SpoofWard performs several safety checks before modifying any DNS record to prevent accidental misconfiguration:

• Existing record detection — Warns if a record of the same type already exists and will be overwritten
• Syntax validation — Validates that the record value is syntactically correct before publishing
• Conflict detection — Checks for conflicting records (e.g., a CNAME at the same name as a TXT record)
• Rollback capability — SpoofWard stores the previous record value so you can revert with one click if needed
• Confirmation required — Every DNS change requires explicit confirmation before it is applied; no changes are made automatically without your approval

Managing Providers

• Edit — Update API credentials or connection settings for a provider
• Test — Verify the connection is still active and credentials are valid
• View Domains — See which of your SpoofWard domains are hosted at this provider
• Audit Log — Review all DNS changes made through the provider integration
• Delete — Remove the provider connection.

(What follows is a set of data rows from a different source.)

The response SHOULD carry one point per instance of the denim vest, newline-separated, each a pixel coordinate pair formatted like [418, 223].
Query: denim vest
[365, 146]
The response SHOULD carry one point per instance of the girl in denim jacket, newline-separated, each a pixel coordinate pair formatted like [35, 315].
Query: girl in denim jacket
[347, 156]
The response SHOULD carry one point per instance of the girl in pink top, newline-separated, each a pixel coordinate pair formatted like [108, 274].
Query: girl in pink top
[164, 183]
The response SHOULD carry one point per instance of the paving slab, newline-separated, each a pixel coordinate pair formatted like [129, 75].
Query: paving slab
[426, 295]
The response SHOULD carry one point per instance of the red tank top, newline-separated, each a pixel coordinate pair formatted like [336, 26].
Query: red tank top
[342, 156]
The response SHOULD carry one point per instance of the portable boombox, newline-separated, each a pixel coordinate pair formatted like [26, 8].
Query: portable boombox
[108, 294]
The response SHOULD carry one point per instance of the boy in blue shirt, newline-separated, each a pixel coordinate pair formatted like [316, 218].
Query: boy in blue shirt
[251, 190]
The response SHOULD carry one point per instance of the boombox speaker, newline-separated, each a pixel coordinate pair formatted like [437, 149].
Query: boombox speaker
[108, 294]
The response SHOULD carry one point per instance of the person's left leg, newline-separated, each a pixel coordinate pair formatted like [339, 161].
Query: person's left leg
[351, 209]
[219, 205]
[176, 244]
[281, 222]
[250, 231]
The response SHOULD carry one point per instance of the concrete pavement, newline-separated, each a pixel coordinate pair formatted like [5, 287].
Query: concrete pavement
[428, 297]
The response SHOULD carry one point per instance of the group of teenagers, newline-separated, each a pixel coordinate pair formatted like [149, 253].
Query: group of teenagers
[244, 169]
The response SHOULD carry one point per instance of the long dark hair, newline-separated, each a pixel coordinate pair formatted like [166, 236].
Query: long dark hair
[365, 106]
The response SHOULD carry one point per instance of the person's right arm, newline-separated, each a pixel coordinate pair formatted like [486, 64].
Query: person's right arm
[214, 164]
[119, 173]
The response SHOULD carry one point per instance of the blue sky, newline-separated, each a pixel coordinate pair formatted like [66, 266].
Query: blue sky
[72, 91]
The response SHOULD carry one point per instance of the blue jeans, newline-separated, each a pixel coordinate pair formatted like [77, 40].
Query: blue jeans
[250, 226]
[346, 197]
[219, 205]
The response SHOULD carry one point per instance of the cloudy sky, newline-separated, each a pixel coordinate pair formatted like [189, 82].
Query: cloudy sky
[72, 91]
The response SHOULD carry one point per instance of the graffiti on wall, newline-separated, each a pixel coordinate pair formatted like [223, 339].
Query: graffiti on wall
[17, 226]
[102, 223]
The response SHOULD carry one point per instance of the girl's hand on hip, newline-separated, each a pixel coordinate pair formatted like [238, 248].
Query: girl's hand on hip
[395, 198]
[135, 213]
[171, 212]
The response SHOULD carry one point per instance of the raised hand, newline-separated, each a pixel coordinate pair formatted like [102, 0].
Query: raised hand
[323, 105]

This does not remove any DNS records already published; it only stops SpoofWard from making future changes through this provider.

Troubleshooting

• Connection verification fails — Double-check that the API credentials are correct and have not expired. Ensure the credentials have the required permissions to list and modify DNS zones.
• Domain not detected — The domain must exist as a hosted zone at the connected provider. Verify the domain name matches exactly, including any subdomain prefixes.
• Record publish fails — Check the error message for details. Common causes include expired credentials, insufficient permissions, or the DNS zone being locked for editing.
• Propagation delay — DNS changes can take time to propagate depending on the TTL of existing records. SpoofWard retries verification automatically after a delay.